After a few hours of climbing my mom suddenly stopped. The wind had picked up and it was snowing. Each step she took was instantly covered by a breeze of white dust. I followed the direction of her rope. It was the only way I could tell where she was headed. I asked what was wrong. She said, "I have no idea where we are supposed to go. Do you see the steps anywhere? I know there are very large crevasse's right around here." Tonya, my mom and I immediately shined our head lamps towards the snow. We walked slowly to the left, to the right and there was absolutely no sign human life once passed through there. After 20 minutes, my mom said, "this is it. We need to go this way." Later I would find out her only clue to direction was a faint circular indentation in the snow. She figured with her 20 years of climbing experience it must be the remnants of an ice axe. As we forged ahead my mom placed wands. When Tonya passed the last wand my mom placed she would yell, "WAND!" and my mom would place another. When we got to a crevasse my mom crossed two wands forming an "x", a symbol of danger. We took very few breaks the longest being 10 minutes, just enough time to put handwarmers in, put on a balaklava and quickly eat an energy bar. After passing the crevasse (around 12,000 feet) I could feel the oxygen thin. My breathing got heavy. My steps got slower and I felt like I was going to throw up. A team of about six were coming down, they said they didn't like the conditions. We continued.

At 13,000 feet I wasn't sure if I could continue. Everytime I needed to yell to my mom to slow down or hold on I felt as though I was hyperventilating. Tears rolled down my face under the balaklava as I couldn't catch my breath long enough to feel like I was getting air. I hoped nobody could tell I was crying under my breath as I tried to yell/explain to my mom that I couldn't breathe. I was slightly panicked and frustrated. My mom asked, "do you know how to pressure breathe?" I responded, with an exasperated, "no". She yelled back, "take a deep breath in and a deep breath out." Her advice helped calm me down so I could catch a breath and get back into a breathing pattern. I felt like a major wuss, but I knew I wasn't one. I knew I could do the climb. I was strong, but I felt incredibly vulnerable. I couldn't seem to control my emotions.
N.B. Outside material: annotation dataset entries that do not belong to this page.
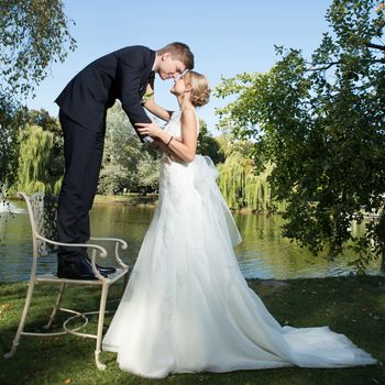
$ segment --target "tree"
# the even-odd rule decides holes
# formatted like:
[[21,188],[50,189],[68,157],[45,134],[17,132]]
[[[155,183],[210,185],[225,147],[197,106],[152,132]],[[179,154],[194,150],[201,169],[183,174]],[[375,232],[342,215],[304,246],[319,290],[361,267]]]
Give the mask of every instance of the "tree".
[[[0,8],[0,185],[15,175],[21,99],[33,95],[53,62],[76,47],[61,0],[1,1]],[[4,168],[3,168],[4,167]]]
[[215,164],[224,162],[224,154],[221,152],[220,144],[212,138],[204,120],[199,120],[199,135],[197,143],[197,153],[210,156]]
[[118,194],[124,189],[146,193],[156,189],[160,154],[140,142],[117,102],[107,114],[107,134],[98,191]]
[[[384,2],[334,0],[331,32],[306,61],[299,50],[276,47],[280,59],[265,74],[223,79],[221,125],[255,140],[258,169],[274,164],[273,196],[287,204],[284,235],[330,256],[349,243],[364,270],[385,257]],[[362,237],[351,221],[376,212]]]
[[38,125],[26,125],[20,132],[20,153],[16,183],[11,188],[26,194],[36,191],[57,195],[62,175],[52,175],[54,134]]

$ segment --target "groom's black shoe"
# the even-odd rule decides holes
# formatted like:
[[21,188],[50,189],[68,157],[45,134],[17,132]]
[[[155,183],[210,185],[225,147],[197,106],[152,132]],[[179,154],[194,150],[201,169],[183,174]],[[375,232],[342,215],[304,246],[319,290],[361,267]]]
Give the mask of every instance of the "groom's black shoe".
[[[87,254],[86,255],[81,255],[81,258],[86,262],[86,264],[88,266],[90,266],[90,268],[92,271],[91,260],[89,258],[89,256]],[[97,270],[100,272],[100,274],[102,274],[102,275],[109,275],[109,274],[113,274],[113,273],[117,272],[117,270],[114,267],[100,266],[97,263],[95,265],[96,265]]]
[[[100,272],[102,276],[107,276],[106,273]],[[68,279],[85,279],[92,280],[98,279],[90,265],[88,265],[82,257],[78,257],[77,261],[65,258],[58,258],[57,263],[57,276],[59,278]]]

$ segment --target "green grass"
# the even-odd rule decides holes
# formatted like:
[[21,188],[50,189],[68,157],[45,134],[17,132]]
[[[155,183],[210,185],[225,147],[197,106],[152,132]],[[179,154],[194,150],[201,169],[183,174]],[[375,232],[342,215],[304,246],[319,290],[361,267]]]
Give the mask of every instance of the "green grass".
[[157,194],[125,194],[125,195],[97,195],[96,205],[123,205],[123,206],[147,206],[155,205]]
[[[278,283],[279,284],[279,283]],[[385,277],[293,279],[283,285],[249,280],[270,311],[282,324],[294,327],[330,326],[360,348],[385,362]],[[56,288],[56,287],[54,287]],[[107,370],[94,363],[95,341],[74,336],[57,338],[22,337],[15,355],[2,358],[12,344],[21,316],[26,285],[0,284],[0,384],[210,384],[210,385],[366,385],[385,384],[382,364],[350,369],[300,369],[242,371],[223,374],[178,374],[165,380],[144,380],[119,370],[116,354],[102,353]],[[113,311],[122,286],[111,288],[108,307]],[[50,315],[55,290],[38,284],[29,330],[40,330]],[[98,307],[96,288],[69,288],[63,306],[92,310]],[[62,316],[61,316],[62,317]],[[63,321],[63,317],[57,324]],[[111,316],[107,318],[107,323]],[[89,327],[95,328],[95,322]],[[94,331],[94,330],[92,330]]]

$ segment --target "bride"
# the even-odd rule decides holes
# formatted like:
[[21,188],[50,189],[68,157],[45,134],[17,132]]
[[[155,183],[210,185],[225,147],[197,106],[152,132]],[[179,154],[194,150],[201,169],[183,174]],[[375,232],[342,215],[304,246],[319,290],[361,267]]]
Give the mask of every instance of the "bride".
[[160,199],[103,350],[118,353],[122,370],[144,377],[375,364],[328,327],[282,327],[248,287],[233,252],[241,237],[216,184],[218,173],[210,158],[196,155],[196,107],[208,102],[208,81],[188,72],[170,91],[176,112],[153,97],[145,102],[168,121],[165,130],[138,124],[164,153]]

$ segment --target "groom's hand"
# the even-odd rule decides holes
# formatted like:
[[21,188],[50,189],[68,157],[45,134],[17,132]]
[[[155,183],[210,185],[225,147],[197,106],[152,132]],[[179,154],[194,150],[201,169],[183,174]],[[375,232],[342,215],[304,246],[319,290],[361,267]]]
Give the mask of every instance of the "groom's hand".
[[162,138],[163,130],[155,123],[135,123],[138,132],[143,136]]

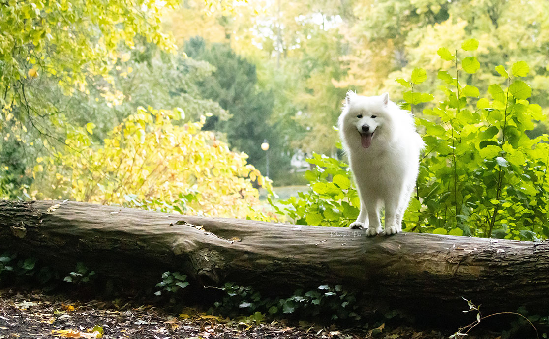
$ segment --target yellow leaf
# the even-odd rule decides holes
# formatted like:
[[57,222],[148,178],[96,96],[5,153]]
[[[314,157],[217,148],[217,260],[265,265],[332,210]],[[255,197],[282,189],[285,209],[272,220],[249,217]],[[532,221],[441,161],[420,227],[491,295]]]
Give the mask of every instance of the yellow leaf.
[[76,330],[52,330],[52,334],[55,334],[65,338],[101,338],[103,337],[99,331],[96,331],[92,333],[86,333]]
[[93,134],[93,128],[96,127],[96,124],[93,122],[88,122],[86,124],[86,130],[91,134]]
[[31,68],[31,69],[29,70],[28,74],[29,76],[32,78],[36,78],[36,77],[38,76],[38,71],[37,71],[36,69],[35,68]]

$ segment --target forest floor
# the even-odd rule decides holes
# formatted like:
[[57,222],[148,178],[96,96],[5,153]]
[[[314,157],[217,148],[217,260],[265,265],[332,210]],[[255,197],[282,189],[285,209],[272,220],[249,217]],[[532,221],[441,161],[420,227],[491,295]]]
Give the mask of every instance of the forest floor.
[[0,290],[0,339],[434,339],[447,338],[449,334],[406,327],[343,329],[302,322],[264,323],[242,319],[207,315],[192,308],[173,314],[158,307],[127,301],[81,302],[63,295]]

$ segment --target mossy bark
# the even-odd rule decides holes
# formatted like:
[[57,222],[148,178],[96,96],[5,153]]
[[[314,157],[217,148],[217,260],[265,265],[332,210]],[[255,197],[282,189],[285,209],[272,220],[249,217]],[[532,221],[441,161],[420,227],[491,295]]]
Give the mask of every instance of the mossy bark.
[[425,315],[461,313],[467,308],[462,297],[482,304],[485,314],[521,306],[531,314],[549,312],[547,241],[367,238],[348,228],[2,201],[0,249],[68,272],[81,262],[138,288],[154,286],[170,270],[187,274],[195,285],[231,281],[269,295],[342,285],[374,304]]

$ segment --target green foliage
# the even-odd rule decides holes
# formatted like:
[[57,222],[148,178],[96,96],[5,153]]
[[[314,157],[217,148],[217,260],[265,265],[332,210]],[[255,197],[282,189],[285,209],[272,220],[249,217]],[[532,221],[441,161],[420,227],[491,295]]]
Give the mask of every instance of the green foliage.
[[160,296],[163,292],[176,294],[189,285],[188,281],[187,281],[187,275],[185,274],[167,271],[162,274],[162,281],[156,284],[157,287],[162,288],[155,292],[154,295]]
[[58,279],[57,272],[35,258],[24,257],[10,252],[0,256],[0,282],[2,283],[15,285],[35,282],[47,289]]
[[[272,317],[314,319],[319,322],[350,321],[361,320],[356,295],[340,285],[322,285],[316,290],[297,290],[287,298],[262,297],[251,287],[227,282],[221,289],[225,294],[214,303],[210,312],[231,316],[243,311],[264,313]],[[258,316],[259,317],[259,316]]]
[[307,161],[315,165],[305,174],[309,191],[278,201],[282,208],[269,199],[271,206],[276,213],[299,225],[348,226],[358,215],[360,200],[356,190],[351,187],[348,165],[319,154]]
[[186,42],[184,50],[190,57],[205,60],[215,67],[199,82],[200,92],[230,114],[226,120],[219,115],[211,116],[204,129],[224,133],[231,149],[248,154],[248,161],[258,168],[265,168],[266,154],[260,145],[266,139],[270,145],[271,176],[284,175],[290,159],[284,154],[288,145],[277,126],[270,123],[274,98],[258,87],[255,66],[237,55],[229,46],[217,43],[209,47],[199,37]]
[[[473,50],[475,41],[466,42],[463,49]],[[424,117],[418,119],[427,146],[417,195],[405,217],[407,228],[517,240],[547,238],[549,148],[546,135],[530,139],[526,134],[543,118],[540,107],[528,101],[529,86],[518,78],[528,74],[528,66],[516,63],[511,72],[498,66],[503,86],[492,84],[480,96],[466,83],[474,78],[462,74],[478,70],[476,58],[463,58],[460,67],[460,54],[452,54],[453,70],[439,72],[446,99],[424,109]]]
[[[441,58],[452,61],[453,69],[438,72],[446,99],[423,109],[417,119],[427,146],[403,228],[517,240],[548,238],[548,138],[528,137],[526,132],[544,116],[540,106],[528,100],[530,86],[518,78],[529,68],[523,61],[509,70],[498,66],[502,83],[492,84],[481,96],[467,83],[474,78],[463,74],[478,70],[476,58],[460,59],[478,42],[469,39],[463,46],[453,53],[438,50]],[[434,95],[416,88],[426,74],[415,69],[410,81],[397,80],[406,89],[404,107],[413,111],[418,104],[430,104]],[[309,161],[316,166],[305,173],[309,192],[280,202],[285,208],[274,208],[297,224],[346,226],[358,215],[360,205],[356,190],[342,180],[350,174],[346,165],[318,155]]]
[[65,276],[63,280],[77,285],[89,282],[96,278],[96,272],[90,270],[81,262],[76,263],[75,270]]

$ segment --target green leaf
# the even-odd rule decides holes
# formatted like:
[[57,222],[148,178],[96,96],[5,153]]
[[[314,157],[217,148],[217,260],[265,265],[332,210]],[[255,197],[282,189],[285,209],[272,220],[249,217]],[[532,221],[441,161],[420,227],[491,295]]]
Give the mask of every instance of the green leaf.
[[496,158],[496,161],[497,162],[497,165],[500,165],[502,167],[507,167],[509,166],[509,162],[505,160],[505,158],[498,156]]
[[461,61],[461,66],[463,70],[470,74],[475,73],[480,68],[480,64],[477,60],[476,56],[467,56]]
[[446,47],[441,47],[436,51],[436,54],[440,56],[443,60],[451,61],[453,60],[454,55],[450,53]]
[[500,75],[503,77],[504,78],[508,78],[509,75],[507,74],[507,71],[505,70],[505,67],[503,67],[502,65],[500,65],[496,66],[496,71],[500,74]]
[[446,71],[439,71],[439,74],[437,76],[437,77],[448,84],[452,84],[454,83],[454,80],[455,80],[455,79],[452,77],[452,76]]
[[86,124],[86,130],[91,134],[93,134],[93,128],[96,127],[96,124],[93,122],[88,122]]
[[398,79],[397,79],[396,80],[395,80],[395,81],[396,81],[397,82],[398,82],[400,84],[402,85],[403,86],[404,86],[405,87],[406,87],[407,88],[410,88],[410,87],[412,87],[412,85],[410,84],[410,82],[408,82],[408,81],[406,81],[406,80],[405,80],[402,78],[399,78]]
[[526,61],[517,61],[511,66],[511,72],[514,76],[526,76],[530,72],[530,66]]
[[461,94],[466,97],[478,98],[479,95],[479,89],[474,86],[467,85],[465,86],[465,88],[463,88],[463,91],[461,93]]
[[318,177],[317,175],[312,171],[307,171],[305,172],[305,180],[309,182],[310,183],[313,181],[316,181]]
[[404,92],[402,94],[402,98],[406,102],[410,103],[412,105],[417,105],[422,103],[428,103],[434,99],[433,95],[429,93],[421,93],[410,91]]
[[433,231],[433,234],[446,234],[446,230],[442,228],[442,227],[439,227],[438,228],[435,228],[434,231]]
[[479,47],[479,41],[477,39],[469,39],[461,44],[464,50],[474,50]]
[[412,82],[419,84],[427,80],[427,73],[422,68],[414,68],[412,71]]
[[528,99],[532,95],[532,89],[524,81],[517,80],[509,86],[509,92],[517,99]]
[[323,219],[322,215],[318,213],[311,212],[310,212],[305,218],[307,224],[311,226],[318,226],[320,223],[322,222],[322,220]]
[[282,306],[282,312],[285,314],[293,313],[295,310],[295,304],[290,300],[287,300]]
[[28,270],[31,270],[34,268],[36,264],[36,259],[29,258],[23,262],[23,268]]
[[483,109],[490,108],[490,101],[486,98],[481,98],[477,101],[477,108]]
[[348,189],[351,187],[351,180],[347,177],[341,174],[334,176],[332,181],[341,189]]
[[501,89],[501,86],[500,85],[495,83],[490,85],[488,87],[488,93],[491,94],[492,98],[494,98],[494,100],[496,100],[502,103],[505,102],[505,93],[503,92],[503,90]]
[[176,285],[181,287],[182,289],[184,289],[187,286],[189,286],[189,282],[187,281],[184,281],[183,282],[177,282],[176,284]]
[[276,314],[278,313],[278,308],[276,306],[271,306],[271,307],[269,307],[268,312],[269,314],[271,315]]
[[448,232],[448,234],[450,235],[463,235],[463,230],[459,228],[454,228]]

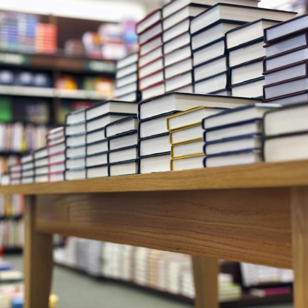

My mood was turning for the worst and I was getting bitter with each step mainly, because I couldn't breathe and we had hit six inches of fresh powder; I couldn't sink my crampons into the ice and all I could think of was falling and that was it, I was pulling the whole team down with me. Tonya kept giving me words of encouragement. "You are doing great Fawn. Just keep it up." At 13,300 feet (6 hours of climbing. We were making extremely good time), the clouds were quickly rolling in. My mom asked if I wanted to continue. I could see the summit. It was right above us and I swear if my arms were a couple hundred feet longer I could touch it. I pointed to a turn in the path that was 500 feet ahead. I said, "lets get to that turn and assess the weather and how I feel. We are so close." My mom agreed and just as quick as she agreed she said, "I think we should turn around. We are headed into a white out. The clouds headed this way are both white out and 100 mph winds."

Steps we encountered. There should only be two trails of steps. One for up and one for down (photo taken on rest day.